A Digital Twin-Inspired Closed-Loop Latent Simulation Framework for Cross-Cohort Breast Cancer Subtype Classification under Modality-Disjoint Learning.
Authors
Abstract
Breast cancer PAM50 subtype classification is hindered by the single-pass prediction paradigm of existing deep learning systems, which provide no mechanism for iterative representation refinement or uncertainty trajectory analysis.
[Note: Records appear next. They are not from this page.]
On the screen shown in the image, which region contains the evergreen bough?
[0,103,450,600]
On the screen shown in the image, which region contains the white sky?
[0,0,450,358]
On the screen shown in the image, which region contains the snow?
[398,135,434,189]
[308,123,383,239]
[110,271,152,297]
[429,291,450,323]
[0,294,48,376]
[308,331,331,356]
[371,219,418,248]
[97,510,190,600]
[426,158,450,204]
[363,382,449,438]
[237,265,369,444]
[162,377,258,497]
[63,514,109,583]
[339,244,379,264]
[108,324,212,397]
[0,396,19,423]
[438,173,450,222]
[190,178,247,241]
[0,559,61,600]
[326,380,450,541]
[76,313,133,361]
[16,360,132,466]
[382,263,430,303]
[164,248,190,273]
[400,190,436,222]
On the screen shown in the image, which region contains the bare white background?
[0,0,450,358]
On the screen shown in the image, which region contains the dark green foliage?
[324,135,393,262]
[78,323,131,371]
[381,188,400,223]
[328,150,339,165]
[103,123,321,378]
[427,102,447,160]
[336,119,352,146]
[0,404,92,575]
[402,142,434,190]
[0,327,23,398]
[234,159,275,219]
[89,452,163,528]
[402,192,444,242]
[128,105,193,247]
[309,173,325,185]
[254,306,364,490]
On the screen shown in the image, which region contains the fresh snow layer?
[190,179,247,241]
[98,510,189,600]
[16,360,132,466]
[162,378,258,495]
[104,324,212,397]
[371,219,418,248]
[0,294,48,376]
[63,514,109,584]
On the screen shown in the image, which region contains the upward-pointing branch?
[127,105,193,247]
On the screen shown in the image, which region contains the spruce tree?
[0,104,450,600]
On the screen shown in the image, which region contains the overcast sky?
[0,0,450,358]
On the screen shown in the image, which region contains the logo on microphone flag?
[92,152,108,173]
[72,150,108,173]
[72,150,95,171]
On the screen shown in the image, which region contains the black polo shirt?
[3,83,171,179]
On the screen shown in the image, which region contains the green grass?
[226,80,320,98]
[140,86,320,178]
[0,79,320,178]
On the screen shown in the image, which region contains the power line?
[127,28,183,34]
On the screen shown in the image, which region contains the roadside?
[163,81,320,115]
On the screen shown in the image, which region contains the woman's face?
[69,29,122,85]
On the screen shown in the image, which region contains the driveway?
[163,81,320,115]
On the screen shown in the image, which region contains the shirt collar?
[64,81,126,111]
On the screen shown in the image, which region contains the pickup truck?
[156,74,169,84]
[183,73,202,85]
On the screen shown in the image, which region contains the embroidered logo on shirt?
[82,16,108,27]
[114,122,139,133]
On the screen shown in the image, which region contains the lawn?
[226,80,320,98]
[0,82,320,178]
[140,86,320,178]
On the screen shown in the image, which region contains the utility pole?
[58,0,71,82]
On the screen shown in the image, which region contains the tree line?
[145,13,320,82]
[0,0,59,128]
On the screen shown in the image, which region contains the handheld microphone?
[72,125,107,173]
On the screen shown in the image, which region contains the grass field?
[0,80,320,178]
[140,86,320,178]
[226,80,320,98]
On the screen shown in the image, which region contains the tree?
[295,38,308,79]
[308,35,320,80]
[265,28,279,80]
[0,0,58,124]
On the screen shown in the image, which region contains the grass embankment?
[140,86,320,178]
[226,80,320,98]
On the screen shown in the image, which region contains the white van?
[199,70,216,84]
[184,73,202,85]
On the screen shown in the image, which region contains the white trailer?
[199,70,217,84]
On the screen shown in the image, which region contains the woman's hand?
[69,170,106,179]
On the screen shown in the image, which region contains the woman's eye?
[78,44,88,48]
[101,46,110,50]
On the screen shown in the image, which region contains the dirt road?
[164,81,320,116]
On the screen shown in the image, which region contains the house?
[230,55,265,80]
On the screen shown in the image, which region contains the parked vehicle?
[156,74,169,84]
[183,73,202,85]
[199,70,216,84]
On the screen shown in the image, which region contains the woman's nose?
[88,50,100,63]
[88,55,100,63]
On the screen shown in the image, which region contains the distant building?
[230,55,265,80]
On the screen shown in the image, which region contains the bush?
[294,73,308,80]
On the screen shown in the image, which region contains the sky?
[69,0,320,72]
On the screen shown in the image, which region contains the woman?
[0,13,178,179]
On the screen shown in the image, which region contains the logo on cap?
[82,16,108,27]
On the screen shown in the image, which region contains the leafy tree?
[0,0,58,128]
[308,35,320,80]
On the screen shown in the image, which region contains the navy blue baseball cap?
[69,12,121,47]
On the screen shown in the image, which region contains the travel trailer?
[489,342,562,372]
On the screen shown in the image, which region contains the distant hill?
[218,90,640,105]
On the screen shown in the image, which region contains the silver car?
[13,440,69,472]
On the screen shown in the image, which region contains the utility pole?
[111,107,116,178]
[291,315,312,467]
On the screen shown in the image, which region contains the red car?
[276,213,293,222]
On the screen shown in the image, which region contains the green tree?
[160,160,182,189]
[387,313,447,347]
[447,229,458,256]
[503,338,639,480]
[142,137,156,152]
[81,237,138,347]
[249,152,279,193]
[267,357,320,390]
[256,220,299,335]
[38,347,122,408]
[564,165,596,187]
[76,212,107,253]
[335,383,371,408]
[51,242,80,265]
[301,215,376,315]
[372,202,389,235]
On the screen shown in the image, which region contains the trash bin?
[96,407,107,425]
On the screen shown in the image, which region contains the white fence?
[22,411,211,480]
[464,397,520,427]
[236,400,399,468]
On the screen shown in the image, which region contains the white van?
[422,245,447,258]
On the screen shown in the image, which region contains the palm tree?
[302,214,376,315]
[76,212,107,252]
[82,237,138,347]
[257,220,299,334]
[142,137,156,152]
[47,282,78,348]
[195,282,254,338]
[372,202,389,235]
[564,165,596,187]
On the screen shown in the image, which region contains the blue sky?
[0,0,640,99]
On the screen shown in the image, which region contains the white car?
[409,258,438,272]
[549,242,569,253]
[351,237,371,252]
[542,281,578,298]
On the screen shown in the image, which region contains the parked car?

We present the Cross-Cohort Modality-Disjoint Latent Simulation (CDLS) framework: a closed-loop latent trajectory classification system that integrates histopathology (WSI), transcriptomics (RNA-seq), mammography sequences, and clinical covariates from three non-overlapping cohorts under a modality-disjoint regime in which no patient possesses all modalities simultaneously and learning proceeds via shared latent alignment rather than per-patient fusion. A PPO-governed stochastic policy refines the latent state $z\!\in \!\mathbb {R}^{7}$ across $T\!=\!5$ optimisation steps through a Twin-GRU transition model; a defining feature is the closed-loop latent feedback step applied after each transition, which aligns simulated states with real patient embeddings via kNN retrieval: $z_{t+1}\!=\!\mathcal {T}(z_{t},a_{t})+\lambda \tfrac{1}{k}\sum _{i\in \mathcal {N}(z_{t})}(z_{i}-z_{t})$. Multi-seed evaluation ($n\!=\!4$, training stability only) yields Balanced Accuracy $0.870\!\pm \!0.044$ and MCC $0.904\!\pm \!0.046$; five-fold cross-validated results confirm stability (Accuracy $0.871\!\pm \!0.029$, MCC $0.897\!\pm \!0.038$, $df\!=\!19$). An extended 8-seed analysis yields $0.872\!\pm \!0.029$, consistent with the 4-seed result; all comparative conclusions remain variance-aware ($\sigma \!\approx \!0.034$). PPO is selected for its trajectory geometry properties (broader latent coverage, higher path diversity) rather than marginal accuracy gains, which fall within multi-seed variance. The $d_{twin}\!=\!7$ bottleneck is empirically guided by intrinsic dimensionality estimates ($\hat{d}_{id}\!=\!6.3\!\pm \!0.4$); it is not claimed as a theoretically optimal value. The closed-loop latent framework terminology is used in a computational, representation-space sense only.